Violence against women, both at home and in public, is quite prevalent in Egypt. From sexual mob attacks — where women are stripped naked and dragged through the streets while being beaten with sticks and whips as punishment — to torture in state custody and discriminatory domestic violence laws, the female population of the country suffers abuse on a disturbing scale.

According to a 2009 survey by USAID, more than 60 percent of married women said they had faced some form of violence during their marriage. In another report published by U.N. Women in 2013, almost 99 percent of the surveyed women said they had experienced some form of sexual harassment.

Despite international criticism, the Egyptian authorities have so far been unable to tackle the problem. Therefore, a local TV host took it upon herself to address the issue affecting scores of women in her country.

Egyptian presenter Manal Agha recently appeared on her TV show on a private satellite channel supporting a black eye and distinct bruises on her face.

After apologizing to her viewers for appearing like this onscreen, Agha indicated she was a victim of domestic abuse and explained how she had hesitated before appearing in front of the camera and thought about cancelling the show, but then decided to air it because she did not want to “bury her head in the sand” anymore.

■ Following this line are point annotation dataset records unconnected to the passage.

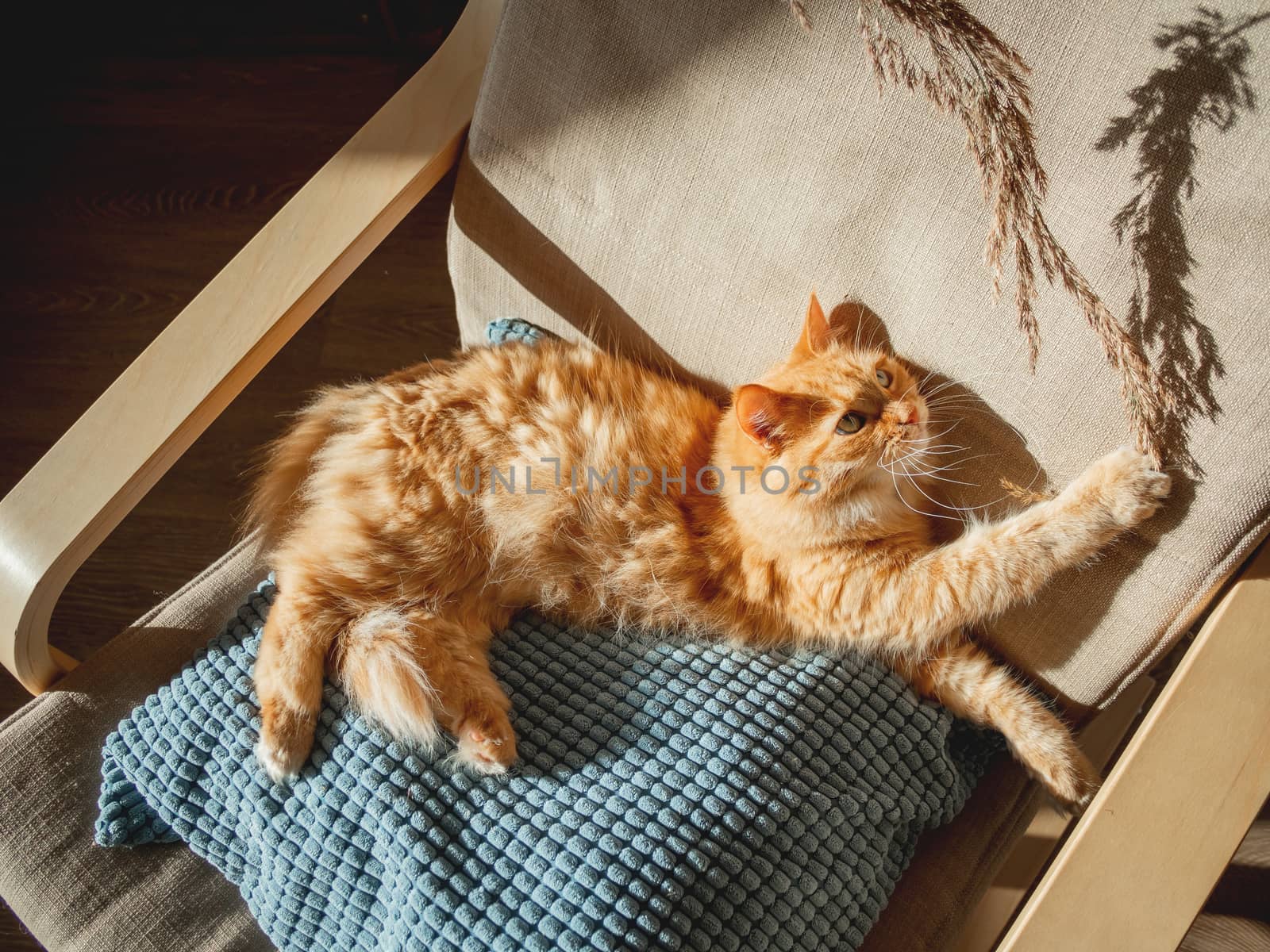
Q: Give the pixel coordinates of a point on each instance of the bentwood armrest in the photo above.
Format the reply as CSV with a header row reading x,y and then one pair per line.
x,y
1145,856
93,476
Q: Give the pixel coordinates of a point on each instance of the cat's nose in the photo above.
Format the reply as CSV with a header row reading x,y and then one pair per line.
x,y
906,414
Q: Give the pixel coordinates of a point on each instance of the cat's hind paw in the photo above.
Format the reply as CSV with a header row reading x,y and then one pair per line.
x,y
487,743
286,739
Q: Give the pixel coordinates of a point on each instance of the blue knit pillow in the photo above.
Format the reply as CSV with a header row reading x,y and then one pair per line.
x,y
668,797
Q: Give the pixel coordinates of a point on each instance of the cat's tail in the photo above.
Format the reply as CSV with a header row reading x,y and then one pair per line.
x,y
277,495
972,685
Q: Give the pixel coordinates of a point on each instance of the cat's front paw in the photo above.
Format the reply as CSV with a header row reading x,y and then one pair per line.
x,y
1128,486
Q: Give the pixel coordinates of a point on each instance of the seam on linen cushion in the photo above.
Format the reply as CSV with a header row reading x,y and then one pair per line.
x,y
598,217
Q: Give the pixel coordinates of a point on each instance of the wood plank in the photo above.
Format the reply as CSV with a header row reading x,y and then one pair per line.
x,y
1143,858
63,509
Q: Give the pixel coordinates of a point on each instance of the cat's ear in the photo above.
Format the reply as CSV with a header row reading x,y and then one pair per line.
x,y
817,332
768,418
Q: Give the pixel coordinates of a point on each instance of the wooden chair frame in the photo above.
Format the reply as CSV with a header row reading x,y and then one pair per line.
x,y
1138,865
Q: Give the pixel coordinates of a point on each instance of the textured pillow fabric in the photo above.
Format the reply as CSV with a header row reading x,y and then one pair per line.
x,y
668,797
685,173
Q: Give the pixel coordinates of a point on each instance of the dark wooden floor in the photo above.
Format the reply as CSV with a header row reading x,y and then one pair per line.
x,y
133,179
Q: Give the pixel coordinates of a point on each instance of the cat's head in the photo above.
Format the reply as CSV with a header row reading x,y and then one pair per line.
x,y
846,410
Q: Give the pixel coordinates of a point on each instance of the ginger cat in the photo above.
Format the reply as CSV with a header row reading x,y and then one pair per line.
x,y
399,549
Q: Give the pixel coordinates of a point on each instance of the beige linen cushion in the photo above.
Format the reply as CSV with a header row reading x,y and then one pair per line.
x,y
686,173
70,892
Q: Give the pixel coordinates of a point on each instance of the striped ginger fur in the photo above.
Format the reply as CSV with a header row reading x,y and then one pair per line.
x,y
393,574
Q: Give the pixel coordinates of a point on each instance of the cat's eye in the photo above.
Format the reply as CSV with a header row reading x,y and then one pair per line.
x,y
850,423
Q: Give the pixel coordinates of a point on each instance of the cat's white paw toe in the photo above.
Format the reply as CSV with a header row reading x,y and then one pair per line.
x,y
1130,486
281,767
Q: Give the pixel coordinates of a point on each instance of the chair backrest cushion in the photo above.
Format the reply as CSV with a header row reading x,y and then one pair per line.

“Marriage is based on affection and compassion, not humiliation, beatings and a lack of self-restraint," Agha said in a bid to encourage other victims to take a stand for their rights. “Nowadays, domestic violence in Egypt is no longer associated with a given class, intellectual or economic level.”

In 2015, the Amnesty International published a report titled “Circles of Hell: Domestic, Public and State Violence against Women in Egypt,” to highlight the severity of the issue.

“Nearly half of all women surveyed for the Ministry of Health said that they had experienced some form of domestic violence, in the last official figures on the issue,” it read. “Survivors interviewed by Amnesty International described brutal physical and psychological abuse, saying that their spouses had beaten, whipped and burned them and in some cases locked them up inside the house against their will. They also spoke about how the legal system is failing them.”

Given how women and girls continue to suffer at the hands of their male family members, Agha’s stance is definitely necessary.

However, in an unexpected twist, she later revealed her black eye and bruises were in fact makeup, which she had only done in hopes of raising awareness about domestic violence.